Eventually, you see optimisation everywhere
We all end up being “damaged” in the end. Some might call it “Senior” or “Experienced”, but eventually most of us end up seeing work-related issues in everything around us.
I can’t use a website without noticing something that could be improved. Actually, it’s rare I use a website and don’t end up giving my poor wife a mini-lecture on UX or usability. Poor thing.
Spidey Sense
It doesn’t stop with websites. Most of us who work with producing or optimising digital products and services have a “spidey sense” that tingles constantly. Usually with websites, but just as often it could be a coffee machine, a sign, a door, an entire restaurant – any process or interaction is fair game for our enhanced senses.
We’re constantly optimising what we see.
Take a ticket
I went skiing recently at Kungsberget in Sweden. Nice resort that’s a convenient two hours drive or so from Stockholm.
As usual on arrival I needed to sort out ski-hire for the family. We hadn’t pre-booked (my irritation with the web-based booking system would be a blog post of its own) so we needed to queue.
Sweden is the motherland of queueing systems. Swedes are pretty much born with the instinct to look for a little machine in shops and service centres that dispense a little paper ticket with a number on.
Somewhere else in the store they’ll be a display showing a number (or several numbers…) indicating who’s next in line.
The ski-hire shop at Kungsberget, naturally, has a ticket-based queueing system.
But just where do I take a ticket from?
The thing is, it’s hidden. Or rather, it’s not optimised… Once I’d worked out where to get a queueing number from, I hung about for 20 minutes or so waiting for my turn. During that time, everyone – yes, pretty much everyone – did the same as I’d done when I’d arrived.
Walk in. Scan the entire building looking for the dispenser. Fail to find it. Walk up to the counter and ask someone working there where it is. Then they reeled off the same sentence that they’ve probably used thousands of times just this season.
“It’s on the wall outside”.
Ah, the ticket machine is before you even enter the ski-hire shop. Someone probably thought this was a smart way of keeping people outside and out of the way rather than clogging up the small space inside.
Out of sequence
There are several problems with this. The first issue was that when I was approaching the ski-hire shop, my goal was to locate the place for hiring skis. I was scanning and hunting for signs that confirmed that the building was the correct building.
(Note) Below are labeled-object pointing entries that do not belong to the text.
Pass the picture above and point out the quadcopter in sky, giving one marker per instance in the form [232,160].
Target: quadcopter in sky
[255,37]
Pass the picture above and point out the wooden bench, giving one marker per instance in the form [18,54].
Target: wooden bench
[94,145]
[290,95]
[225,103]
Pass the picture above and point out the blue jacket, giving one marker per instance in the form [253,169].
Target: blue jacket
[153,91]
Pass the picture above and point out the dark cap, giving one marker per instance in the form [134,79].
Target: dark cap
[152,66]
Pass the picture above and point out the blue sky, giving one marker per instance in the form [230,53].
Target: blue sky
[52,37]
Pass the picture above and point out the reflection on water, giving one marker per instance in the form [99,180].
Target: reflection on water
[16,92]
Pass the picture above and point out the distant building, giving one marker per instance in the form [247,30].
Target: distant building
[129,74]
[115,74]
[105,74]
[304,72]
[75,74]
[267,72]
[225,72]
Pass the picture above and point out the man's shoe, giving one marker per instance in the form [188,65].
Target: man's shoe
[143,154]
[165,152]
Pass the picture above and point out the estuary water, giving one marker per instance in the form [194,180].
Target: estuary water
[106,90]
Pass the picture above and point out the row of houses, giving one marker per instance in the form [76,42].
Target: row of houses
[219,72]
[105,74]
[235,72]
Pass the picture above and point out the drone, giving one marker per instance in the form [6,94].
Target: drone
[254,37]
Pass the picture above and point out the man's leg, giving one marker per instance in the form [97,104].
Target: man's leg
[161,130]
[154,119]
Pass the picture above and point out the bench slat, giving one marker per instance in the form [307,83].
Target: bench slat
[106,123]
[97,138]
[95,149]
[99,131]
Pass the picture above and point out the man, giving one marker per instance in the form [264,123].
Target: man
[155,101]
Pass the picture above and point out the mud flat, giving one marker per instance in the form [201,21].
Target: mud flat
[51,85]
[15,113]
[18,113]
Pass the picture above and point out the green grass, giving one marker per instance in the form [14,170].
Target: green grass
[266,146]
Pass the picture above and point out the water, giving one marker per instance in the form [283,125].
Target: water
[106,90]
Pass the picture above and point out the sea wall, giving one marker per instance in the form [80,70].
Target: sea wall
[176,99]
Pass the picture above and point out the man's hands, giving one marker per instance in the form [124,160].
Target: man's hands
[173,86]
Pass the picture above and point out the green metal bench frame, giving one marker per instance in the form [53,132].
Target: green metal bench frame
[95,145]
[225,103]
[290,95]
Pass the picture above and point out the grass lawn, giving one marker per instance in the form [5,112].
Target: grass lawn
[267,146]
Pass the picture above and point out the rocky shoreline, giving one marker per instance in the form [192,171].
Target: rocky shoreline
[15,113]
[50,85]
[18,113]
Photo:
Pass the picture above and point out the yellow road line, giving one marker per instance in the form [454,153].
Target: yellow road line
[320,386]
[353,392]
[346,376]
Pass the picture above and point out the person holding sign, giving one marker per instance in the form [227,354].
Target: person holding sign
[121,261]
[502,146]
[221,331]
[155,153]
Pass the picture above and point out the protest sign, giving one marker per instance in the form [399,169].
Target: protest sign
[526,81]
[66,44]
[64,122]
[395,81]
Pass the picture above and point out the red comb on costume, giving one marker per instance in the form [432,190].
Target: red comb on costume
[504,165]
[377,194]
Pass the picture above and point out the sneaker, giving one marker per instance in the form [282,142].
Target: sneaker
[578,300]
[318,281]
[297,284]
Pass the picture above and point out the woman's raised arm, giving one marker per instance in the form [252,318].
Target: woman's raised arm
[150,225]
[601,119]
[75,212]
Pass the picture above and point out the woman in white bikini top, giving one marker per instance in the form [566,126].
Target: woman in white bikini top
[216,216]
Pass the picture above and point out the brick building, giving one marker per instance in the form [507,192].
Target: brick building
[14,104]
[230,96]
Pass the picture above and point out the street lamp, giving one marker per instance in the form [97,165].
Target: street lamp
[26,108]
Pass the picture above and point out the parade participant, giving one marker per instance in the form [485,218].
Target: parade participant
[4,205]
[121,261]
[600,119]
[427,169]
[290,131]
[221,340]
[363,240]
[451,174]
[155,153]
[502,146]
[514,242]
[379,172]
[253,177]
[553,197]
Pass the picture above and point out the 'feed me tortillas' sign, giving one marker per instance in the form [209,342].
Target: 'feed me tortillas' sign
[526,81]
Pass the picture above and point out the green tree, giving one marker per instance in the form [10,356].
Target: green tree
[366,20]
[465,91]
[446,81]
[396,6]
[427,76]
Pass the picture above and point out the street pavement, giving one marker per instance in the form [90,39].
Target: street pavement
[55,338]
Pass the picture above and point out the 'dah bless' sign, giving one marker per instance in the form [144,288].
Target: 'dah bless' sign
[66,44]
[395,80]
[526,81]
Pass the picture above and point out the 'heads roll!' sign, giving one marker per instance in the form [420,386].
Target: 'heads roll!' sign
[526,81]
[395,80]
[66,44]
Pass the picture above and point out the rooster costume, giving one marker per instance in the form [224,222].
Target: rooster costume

The ski-hire shop was helpfully decorated by a large sign (the most prominent sign on the building) saying exactly what it was. There was then a large (attempting to be helpful) sign on the door saying “entrance”.
Banner blindness
It’s only once inside that my attention turned to finding a ticket dispenser. (Because I’m Swedish enough to know that’s how queueing works…). The process though has been designed to work the other way round.
Outside, above the hole in the wall where you could press a button to get a ticket, there was an A4 paper sign with a few words in a relatively small font-size and an arrow pointing downwards to the machine below.
All very low key and a few meters to the left of the nearest entrance. The machine was invisible to me – it suffered from banner blindness. There were other visual signals that were stronger, more relevant, and in the expected palaces.
If the machine is going to be placed outside (which knowing how crowded these places can get it was certainly an idea with good intentions) then we, as users, need to be more effectively marshaled into finding it and using it.
Helping people complete their tasks
The fun thing to do would be to work with them and do some A/B testing. To test different combinations of signage and positioning. Test moving the machine, test putting the “next number” display outside near the ticket machine, etc.
We can then evaluate it all by counting how many times the staff at the ski-hire have to explain to customers where to find the ticket dispenser.
Service design
Digital or otherwise, our job is to make sure people can do what they need to do to reach their goal. Digital, analogue, or cross channel. It’s still us, the humble human, that’s central to it all.